Concurrent Patterns and Best Practices
上QQ阅读APP看书,第一时间看更新

The message passing model

Before we dive into the details of the message passing model, we will look at a bit of basic terminology. 

When an executable program runs, it is a process. The shell looks up the executable, talks to the operating system (OS) using system calls, and thereby creates a child process. The OS also allocates memory and resources, such as file descriptors. So, for example, when you run the find command (the executable lives at /usr/bin/find), it becomes a child process whose parent process is the shell, as shown in the following diagram:

In case you don't have the pstree command, you could try the ptree command instead. The ps --forest command will also work to show you the tree of processes. 

Here is a UNIX shell command recursively searching a directory tree for HTML files containing a word:

 % find . -type f -name '*.html' | xargs egrep -w Mon /dev/null
./Untitled.html:Mon Jun 5 10:23:38 IST 2017
./Untitled.html:Mon Jun 5 10:23:38 IST 2017
./Untitled.html:Mon Jun 5 10:23:38 IST 2017
./Untitled.html:Mon Jun 5 10:23:38 IST 2017

We see a shell pipeline in action here. The find command searches the directory tree rooted at the current directory. It searches for all files with the .html extension and outputs the filenames to standard output. The shell creates a process from the find command and another process for the xargs command. An active (running) program is called a process. The shell also arranges the output of the find command to go to the input of the xargs command via a pipe.

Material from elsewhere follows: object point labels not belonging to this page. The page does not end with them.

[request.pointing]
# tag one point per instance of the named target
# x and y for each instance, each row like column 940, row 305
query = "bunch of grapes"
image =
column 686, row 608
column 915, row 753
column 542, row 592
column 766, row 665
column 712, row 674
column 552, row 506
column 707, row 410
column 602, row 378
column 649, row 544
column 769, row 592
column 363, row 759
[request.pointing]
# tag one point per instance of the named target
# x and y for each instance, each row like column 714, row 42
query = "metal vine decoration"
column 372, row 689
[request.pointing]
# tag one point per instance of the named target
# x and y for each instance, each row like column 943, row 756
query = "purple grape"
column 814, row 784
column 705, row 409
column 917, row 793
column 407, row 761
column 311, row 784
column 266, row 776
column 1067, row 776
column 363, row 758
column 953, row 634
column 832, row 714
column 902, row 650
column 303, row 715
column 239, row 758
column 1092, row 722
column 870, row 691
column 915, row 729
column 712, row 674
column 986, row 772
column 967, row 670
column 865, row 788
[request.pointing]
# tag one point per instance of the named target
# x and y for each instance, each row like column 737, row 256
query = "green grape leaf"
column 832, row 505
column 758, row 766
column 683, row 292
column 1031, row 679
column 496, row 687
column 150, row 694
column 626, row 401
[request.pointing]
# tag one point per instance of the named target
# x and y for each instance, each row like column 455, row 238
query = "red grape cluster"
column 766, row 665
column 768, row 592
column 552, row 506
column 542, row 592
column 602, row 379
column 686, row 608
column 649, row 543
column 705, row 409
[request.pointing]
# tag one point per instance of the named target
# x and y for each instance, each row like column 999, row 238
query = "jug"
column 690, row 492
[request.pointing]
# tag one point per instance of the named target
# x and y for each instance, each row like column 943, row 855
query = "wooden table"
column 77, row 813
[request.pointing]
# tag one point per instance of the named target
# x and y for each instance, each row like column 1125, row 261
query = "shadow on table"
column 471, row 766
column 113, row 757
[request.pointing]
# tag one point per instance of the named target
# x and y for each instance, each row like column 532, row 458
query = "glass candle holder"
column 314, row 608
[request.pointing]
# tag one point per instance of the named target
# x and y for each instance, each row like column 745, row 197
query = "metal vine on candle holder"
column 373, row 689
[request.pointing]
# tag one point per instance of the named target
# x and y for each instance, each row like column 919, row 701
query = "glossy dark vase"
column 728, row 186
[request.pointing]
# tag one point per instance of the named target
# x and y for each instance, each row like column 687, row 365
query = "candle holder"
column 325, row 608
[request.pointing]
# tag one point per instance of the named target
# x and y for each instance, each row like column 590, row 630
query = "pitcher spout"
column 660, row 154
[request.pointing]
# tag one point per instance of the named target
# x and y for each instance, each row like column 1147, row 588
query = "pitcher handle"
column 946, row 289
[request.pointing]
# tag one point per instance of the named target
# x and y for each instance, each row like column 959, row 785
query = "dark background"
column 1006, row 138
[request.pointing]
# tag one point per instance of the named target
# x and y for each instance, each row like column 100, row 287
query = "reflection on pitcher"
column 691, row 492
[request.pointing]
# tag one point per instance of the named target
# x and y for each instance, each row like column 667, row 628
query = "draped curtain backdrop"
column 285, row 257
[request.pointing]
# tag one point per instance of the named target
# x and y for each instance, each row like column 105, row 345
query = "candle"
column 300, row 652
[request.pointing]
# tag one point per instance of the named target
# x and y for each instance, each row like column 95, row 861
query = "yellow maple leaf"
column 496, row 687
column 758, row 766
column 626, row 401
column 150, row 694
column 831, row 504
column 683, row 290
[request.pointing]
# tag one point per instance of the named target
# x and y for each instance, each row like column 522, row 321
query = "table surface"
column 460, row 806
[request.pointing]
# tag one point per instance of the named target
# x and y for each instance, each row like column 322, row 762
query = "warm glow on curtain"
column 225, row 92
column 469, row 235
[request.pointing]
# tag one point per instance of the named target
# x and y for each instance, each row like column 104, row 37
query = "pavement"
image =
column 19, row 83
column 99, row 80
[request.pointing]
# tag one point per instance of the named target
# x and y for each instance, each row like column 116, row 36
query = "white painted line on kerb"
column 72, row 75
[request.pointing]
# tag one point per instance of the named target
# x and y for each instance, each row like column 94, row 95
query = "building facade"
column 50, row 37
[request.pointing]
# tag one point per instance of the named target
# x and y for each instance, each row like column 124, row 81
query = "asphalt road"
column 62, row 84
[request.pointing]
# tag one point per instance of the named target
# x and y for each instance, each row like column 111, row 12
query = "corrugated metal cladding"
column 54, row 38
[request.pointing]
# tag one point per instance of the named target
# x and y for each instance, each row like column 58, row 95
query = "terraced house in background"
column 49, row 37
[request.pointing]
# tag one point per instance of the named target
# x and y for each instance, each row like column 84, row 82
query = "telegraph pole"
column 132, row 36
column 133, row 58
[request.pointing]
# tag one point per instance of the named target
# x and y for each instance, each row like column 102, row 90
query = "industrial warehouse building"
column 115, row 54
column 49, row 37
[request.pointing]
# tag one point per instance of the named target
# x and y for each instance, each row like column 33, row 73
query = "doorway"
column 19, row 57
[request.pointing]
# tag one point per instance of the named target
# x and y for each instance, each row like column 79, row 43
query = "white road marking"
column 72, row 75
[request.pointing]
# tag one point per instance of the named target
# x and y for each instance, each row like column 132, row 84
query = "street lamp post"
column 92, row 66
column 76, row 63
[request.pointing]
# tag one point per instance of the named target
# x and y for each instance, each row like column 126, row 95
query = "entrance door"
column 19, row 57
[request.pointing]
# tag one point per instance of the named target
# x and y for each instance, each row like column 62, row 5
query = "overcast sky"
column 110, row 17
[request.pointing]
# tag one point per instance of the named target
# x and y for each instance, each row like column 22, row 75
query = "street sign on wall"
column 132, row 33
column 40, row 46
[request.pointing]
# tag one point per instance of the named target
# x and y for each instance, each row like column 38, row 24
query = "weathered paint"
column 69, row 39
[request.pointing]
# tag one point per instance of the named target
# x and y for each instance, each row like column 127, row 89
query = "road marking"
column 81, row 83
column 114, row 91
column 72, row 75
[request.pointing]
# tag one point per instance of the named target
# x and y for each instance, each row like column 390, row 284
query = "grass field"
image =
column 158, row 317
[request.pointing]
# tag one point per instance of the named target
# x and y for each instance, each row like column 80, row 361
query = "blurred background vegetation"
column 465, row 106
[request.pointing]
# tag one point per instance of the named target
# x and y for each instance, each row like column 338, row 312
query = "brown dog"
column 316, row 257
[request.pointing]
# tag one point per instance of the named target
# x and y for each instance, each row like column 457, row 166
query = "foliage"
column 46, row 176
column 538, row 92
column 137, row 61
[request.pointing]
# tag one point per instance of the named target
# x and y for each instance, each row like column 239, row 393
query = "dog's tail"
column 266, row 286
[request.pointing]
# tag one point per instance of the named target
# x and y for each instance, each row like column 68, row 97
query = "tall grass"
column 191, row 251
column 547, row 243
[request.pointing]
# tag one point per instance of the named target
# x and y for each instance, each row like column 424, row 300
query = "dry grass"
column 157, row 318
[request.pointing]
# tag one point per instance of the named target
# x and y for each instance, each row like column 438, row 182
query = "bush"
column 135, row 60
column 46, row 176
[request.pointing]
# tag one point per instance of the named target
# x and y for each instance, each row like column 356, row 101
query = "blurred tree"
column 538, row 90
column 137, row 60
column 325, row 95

The find process is a producer here. The list of files it produces is consumed by the xargs command.  xargs collects a bunch of filenames and invokes egrep on them. Lastly, the output appears in the console. It is important to note that both the processes are running concurrently, as shown in the following diagram: 

Both these processes are collaborating with each other, so our goal of recursively searching the directory tree is achieved. One process is producing the filenames. The other is searching these files. As these are running in parallel, we start getting the results as soon as there are some qualifying filenames. We start getting results faster, which means the system is responsive.

Quiz: What would happen if both these processes ran one after another? How would the system arrange that the result of the find command is communicated to the xargs command?      

Just as in real life, collaboration needs communication. The pipe is the mechanism that enables the find process to communicate with the xargs process. The pipe acts both as a coordinator and as a communication mechanism.